Je peux écrire mon histoire : d’emblée ce titre interpelle par sa façon directe, franche, d’affirmer une capacité. Cette possibilité du témoignage est énoncée par Abdulmalik Faizi, jeune Afghan contraint en 2008 de quitter du jour au lendemain son pays, afin d’échapper à la pression islamiste. Alors âgé de quinze ans, le jeune homme laisse sa famille et s’embarque pour un périple de plusieurs mois.

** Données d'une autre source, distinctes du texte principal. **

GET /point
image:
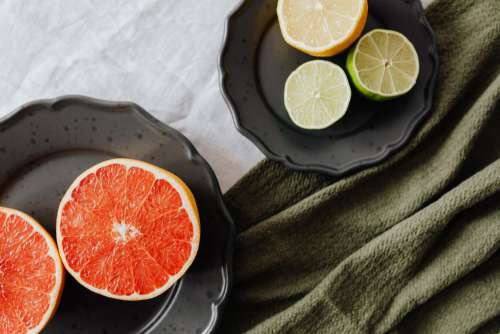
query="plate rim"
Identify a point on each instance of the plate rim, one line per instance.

Cet exil, dont il ne connaît ni l’issue ni la destination finale, dépendant à chaque fois du bon vouloir des passeurs comme des opportunités du jour, l’amène à Mulhouse en avril 2009. Là, Abdulmalik Faizi va rencontrer d’autres difficultés, qu’on désigne trop souvent comme pudiquement "administratives" alors qu’elles s’avèrent purement kafkaïennes, insupportables dans leur négation de l’individu. En dépit de celles-ci, et grâce aux nombreux soutiens rencontrés, notamment au sein du lycée mulhousien où il étudie, le jeune homme vit toujours en France aujourd’hui. Après plusieurs années d’incertitude, il a obtenu récemment sa carte de séjour.
Ce sont les multiples étapes de son voyage inouï que Je peux écrire mon histoire relate dans une langue simple, épurée. Le récit pudique co-écrit avec la journaliste Frédérique Meichler s’attache à demeurer au plus près de la reconstitution des faits. Pour leur faire écho, les dessins réalisés par Bearboz composent des images saisissantes par la puissance autant que par l’économie de leur trait.
Pour autant, la modestie formelle et l’absence de lyrisme n’empêchent pas la force du propos. Ainsi l’énoncé Je peux écrire mon histoire se teinte d’une ambiguïté. Car si elle sonne comme une déclaration clôturant un récit à prendre comme un geste de résilience, cette adresse renvoie aussi le lecteur à d’autres histoires. Celles de ceux qui meurent dans les longs chemins vers l’Europe ; ou à celles de ceux qui, aujourd’hui encore, demeurent parqués, violentés par des politiques d’immigration répressives inhumaines.